In December, then-Secretary of the Interior Sally Jewell segregated the area for two years, with concurrence from the Forest Service, while the agencies consider a longer-term, 20-year withdrawal, said Rosemarie Calabro Tully, spokeswoman for the Senate Energy Committee. A segregation is similar to a withdrawal, but shorter in time.
A yet-to-be scheduled public meeting on Jewell’s action is planned in the Methow, along with an environmental assessment or environmental impact statement, she said.
“This action was taken in support of the senators’ bill, which would establish a permanent withdrawal,” Tully said. “We need legislation because an administrative withdrawal can only be temporary. You need an act of Congress to make it permanent.”
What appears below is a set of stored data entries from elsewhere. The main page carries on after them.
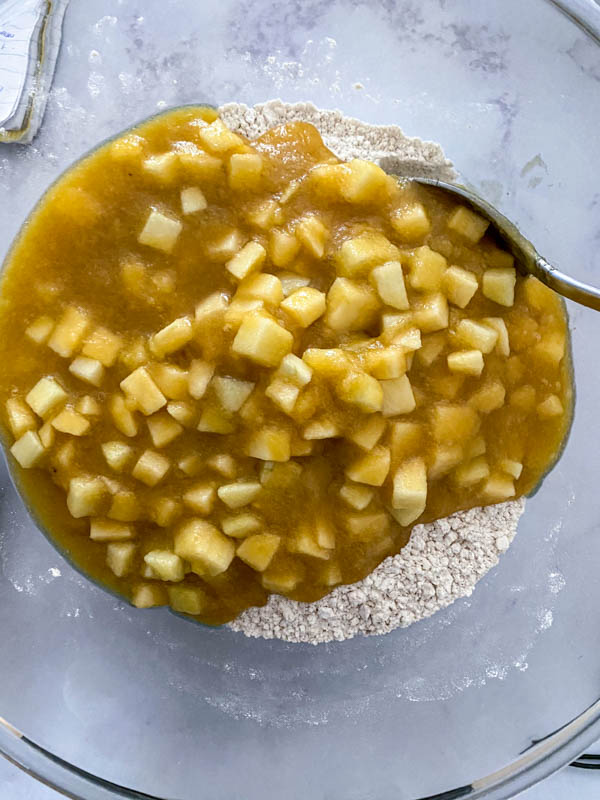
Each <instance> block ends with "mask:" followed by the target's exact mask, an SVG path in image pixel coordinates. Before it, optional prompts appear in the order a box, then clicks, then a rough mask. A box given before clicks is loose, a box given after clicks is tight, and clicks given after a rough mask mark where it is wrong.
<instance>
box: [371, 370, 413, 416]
mask: <svg viewBox="0 0 600 800" xmlns="http://www.w3.org/2000/svg"><path fill="white" fill-rule="evenodd" d="M380 384H381V388H382V389H383V404H382V406H381V413H382V414H383V416H384V417H395V416H396V415H397V414H410V412H411V411H414V409H415V408H416V402H415V396H414V394H413V390H412V386H411V385H410V381H409V379H408V378H407V376H406V375H402V376H401V377H400V378H394V379H393V380H389V381H380Z"/></svg>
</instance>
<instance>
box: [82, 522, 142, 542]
mask: <svg viewBox="0 0 600 800" xmlns="http://www.w3.org/2000/svg"><path fill="white" fill-rule="evenodd" d="M133 538H135V528H134V527H133V526H132V525H127V524H125V523H124V522H116V521H115V520H112V519H102V518H97V519H92V520H91V521H90V539H93V540H94V541H95V542H118V541H122V540H124V539H133Z"/></svg>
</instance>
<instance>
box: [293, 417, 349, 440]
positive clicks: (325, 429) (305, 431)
mask: <svg viewBox="0 0 600 800" xmlns="http://www.w3.org/2000/svg"><path fill="white" fill-rule="evenodd" d="M341 435H342V431H341V429H340V427H339V425H338V424H337V423H336V422H335V420H333V419H328V418H327V417H322V418H321V419H315V420H313V421H312V422H309V424H308V425H306V426H305V428H304V430H303V431H302V438H303V439H308V440H313V439H335V438H337V437H338V436H341Z"/></svg>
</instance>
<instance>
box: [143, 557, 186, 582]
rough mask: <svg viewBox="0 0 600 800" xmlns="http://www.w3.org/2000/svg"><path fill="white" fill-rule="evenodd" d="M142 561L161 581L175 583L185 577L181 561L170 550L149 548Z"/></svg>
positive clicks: (178, 557) (181, 579) (180, 580)
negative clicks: (143, 558)
mask: <svg viewBox="0 0 600 800" xmlns="http://www.w3.org/2000/svg"><path fill="white" fill-rule="evenodd" d="M144 562H145V563H146V564H148V566H149V567H150V568H151V569H153V570H154V572H155V573H156V574H157V575H158V577H159V578H160V580H161V581H171V582H173V583H177V582H178V581H182V580H183V579H184V578H185V572H184V569H183V561H182V560H181V558H180V557H179V556H177V555H175V553H172V552H171V551H170V550H150V552H149V553H146V555H145V556H144Z"/></svg>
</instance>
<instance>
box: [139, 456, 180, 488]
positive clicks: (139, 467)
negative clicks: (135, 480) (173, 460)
mask: <svg viewBox="0 0 600 800" xmlns="http://www.w3.org/2000/svg"><path fill="white" fill-rule="evenodd" d="M170 466H171V462H170V461H169V459H168V458H167V457H166V456H163V455H161V454H160V453H155V452H153V451H152V450H145V451H144V452H143V453H142V455H141V456H140V457H139V459H138V460H137V462H136V465H135V466H134V468H133V471H132V473H131V474H132V475H133V477H134V478H136V479H137V480H138V481H141V482H142V483H145V484H146V486H156V484H157V483H160V481H162V479H163V478H164V477H165V475H166V474H167V472H168V471H169V469H170Z"/></svg>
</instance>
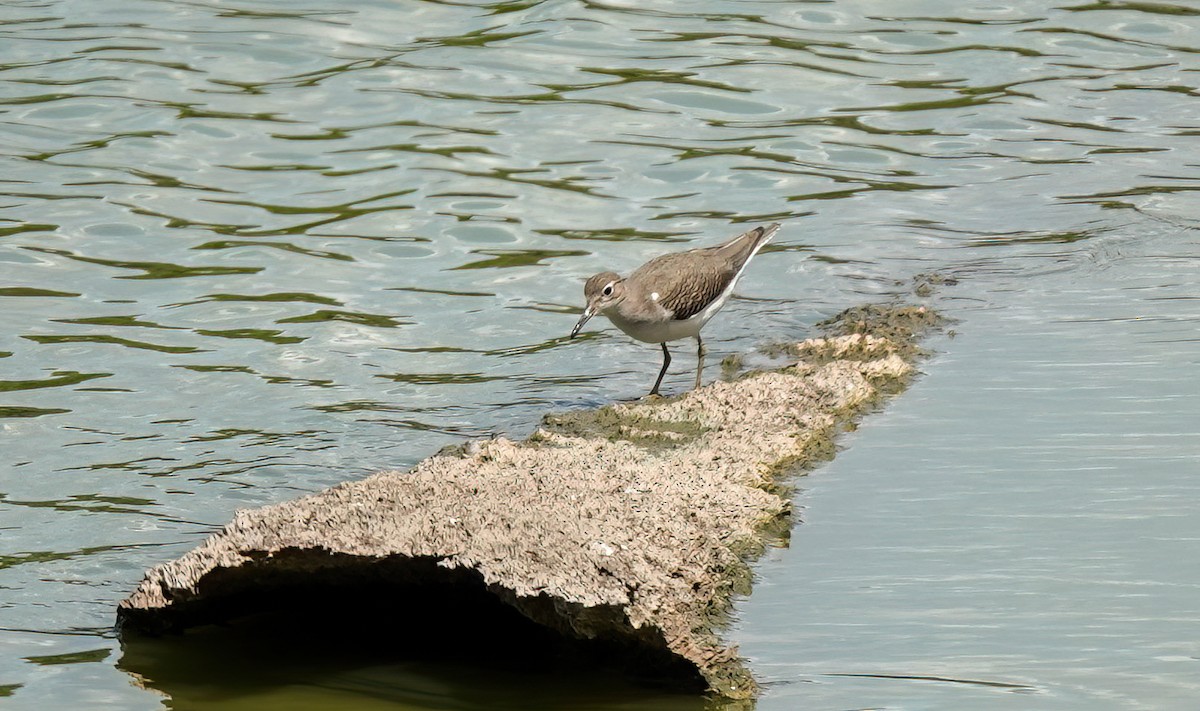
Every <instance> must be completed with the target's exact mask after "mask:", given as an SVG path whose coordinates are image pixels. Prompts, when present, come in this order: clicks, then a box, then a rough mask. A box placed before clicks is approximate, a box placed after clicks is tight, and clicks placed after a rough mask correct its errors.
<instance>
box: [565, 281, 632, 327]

“No matter what the political climate in Congress is, it’s critical that we keep fighting to preserve and protect the Methow Valley watershed for future generations,” Murray said. “I am proud to work hand-in-hand with the local community and Sen. Cantwell to make sure we are doing everything we can to protect the Methow Valley from destructive mining operations that could endanger everything from the recreational economy to salmon recovery efforts.”
Methow Headwaters Campaign, a group formed to oppose a proposed mine in the area, applauded introduction of Cantwell and Murray’s bill.
The senators originally introduced the legislation last year. Reintroduction in the new Congress “continues the senators’ commitment to ensuring that the waters, working landscapes and recreational economy of the Methow Valley are protected from impacts of industrial-scale mining,” the campaign group said.
Methow Headwaters Campaign involves 135 businesses, organizations and community groups, civic leaders, tribes, town councils and more than 2,000 individuals, the group said.
“Large-scale mine development in the Methow headwaters is in direct conflict with the qualities that underpin the valley’s successful and sustainable economy,” said Winthrop Chamber of Commerce President David Gottula. “The mineral withdrawal helps protect the qualities that make this area special and successful while a permanent solution to protect this landscape can be pursued.
The Winthrop Chamber of Commerce, and Twisp and Winthrop town councils all have passed resolutions in support of withdrawing the land from the possibility of mineral mining.
Methow Headwaters Campaign was launched in February 2016 in response to plans by a Canadian company, Blue River Resources Ltd., to conduct exploratory drilling in the mountains near Mazama.